Seafarers facing long-term migration issues after calling at Argentine ports
When a vessel arrives at an Argentine port, the migration authorities will proceed with crew and passenger clearance as to whether they stay onshore or at berth. If the only people on board are officers and crew members, it is more likely that there will be no issue with the clearance, as they do not require a visa. However, many companies allow seafarers (mostly officers) to sail with their family on board, and these are considered passengers under domestic legislation. An issue arises when a vessel is in transit and the master receives instructions to proceed to a certain port – such as Argentina – which requires an entry visa for passengers but not crew. This situation may result in undesirable circumstances for seafarers and their family members.
Under Article 38 of the Migration Act 25,871/2004, the manager, owner, master or person in charge of or responsible for the transport of people to and from Argentina by sea, river, air or land is equally responsible for transporting passengers and crew members. Infringement of the Migration Act will result in the migration authority rejecting the entry of anyone not holding a valid visa.
Under Article 40 of the Migration Act, the manager, owner, or master of a means of transport must return anyone without a valid visa to his or her country of origin or escort him or her outside of Argentine territory using the same means of transport on which he or she arrived in Argentina, or – if this is impossible – using another means of transport, within a final deadline.
Article 46 states that the Migration Office will punish failure to comply with these provisions with a fine of “up to three times the rate of the means of transport from the point of origin to the point of arrival in Argentine territory at the time of the fine”. This rule is applicable when the cost of a passenger’s transport can be determined (eg, when passengers are transported by air).
For cases involving merchant vessels with passengers, the Migration Office generally applies a minimum fine established under Article 46, which expresses that “in no case, the fine should be less than the equivalent of one thousand two hundred and nineteen (1,219) litres of diesel at the subsidised price for public transport or in the absence of the latter, the lowest price on the market for the individual consumer on the day of the imposition of the fine”.
The practice of applying a minimum fine for passengers on board merchant vessels is common, but not automatic and the Migration Office will begin administrative proceedings where the local agent acting on behalf of the owner or charterer of a vessel is accused of an infringement. Owners and charterers through their agents will have the opportunity to challenge accusations of infringement if they believe that there are grounds to avoid a fine. Generally, proceedings last more than 18 months.

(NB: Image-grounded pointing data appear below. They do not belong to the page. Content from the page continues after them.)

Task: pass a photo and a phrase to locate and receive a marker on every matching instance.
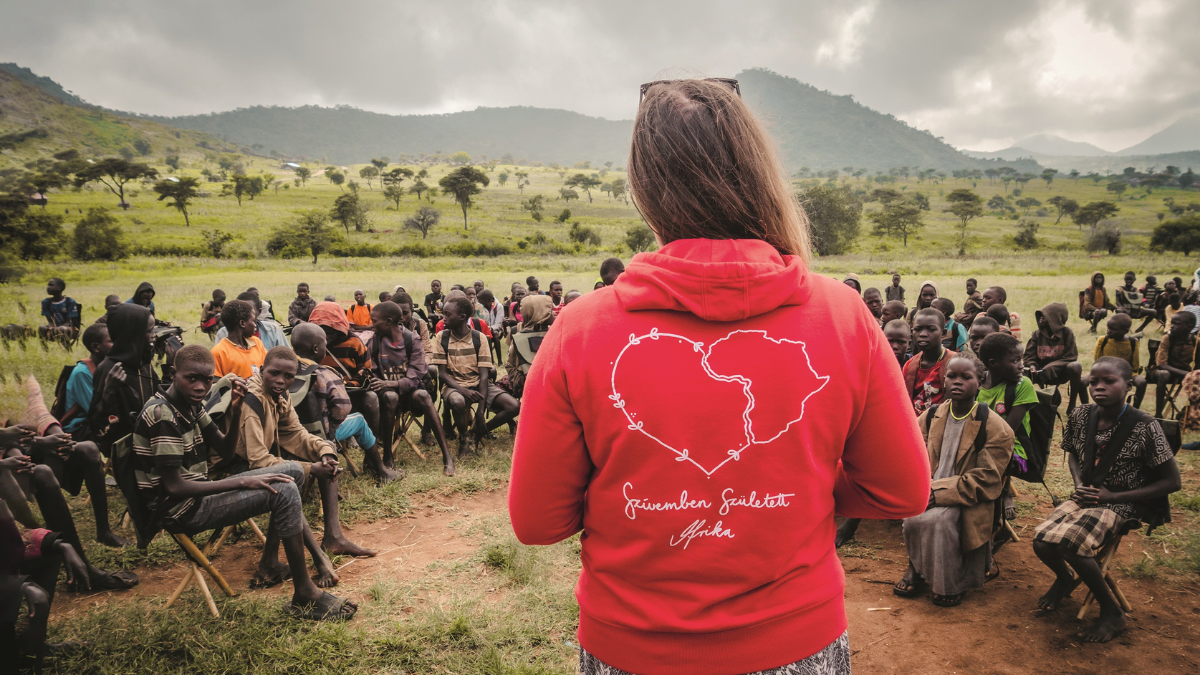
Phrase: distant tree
(309, 231)
(639, 238)
(585, 183)
(966, 205)
(367, 173)
(897, 219)
(349, 210)
(835, 214)
(238, 186)
(1063, 205)
(215, 240)
(423, 220)
(534, 205)
(99, 237)
(463, 184)
(1026, 234)
(1092, 213)
(114, 173)
(1029, 203)
(180, 192)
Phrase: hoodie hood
(1056, 316)
(714, 279)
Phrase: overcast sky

The amount of the fine will depend on the price of subsidised diesel for public transport, which is agreed every year by oil refining companies and the Ministry of Transport. The existing official price per litre of diesel for public transport is Ps4.5 (circa $0.31). Consequently, the amount of a fine could be calculated as $377.89 per passenger without a proper visa on board a merchant vessel.
Family members of seafarers holding a passport from countries such as India, the Philippines and China are requested to apply for a visa before entering Argentina. If not, they may not be allowed to disembark, causing them to have an unpleasant stay during the time that the vessel is in Argentine national territory.
There is still much to improve with the visa system for the families of seafarers, as the drawn-out and bureaucratic proceedings are exacerbated by a lack of accurate information on the topic in the seafaring community and among managers.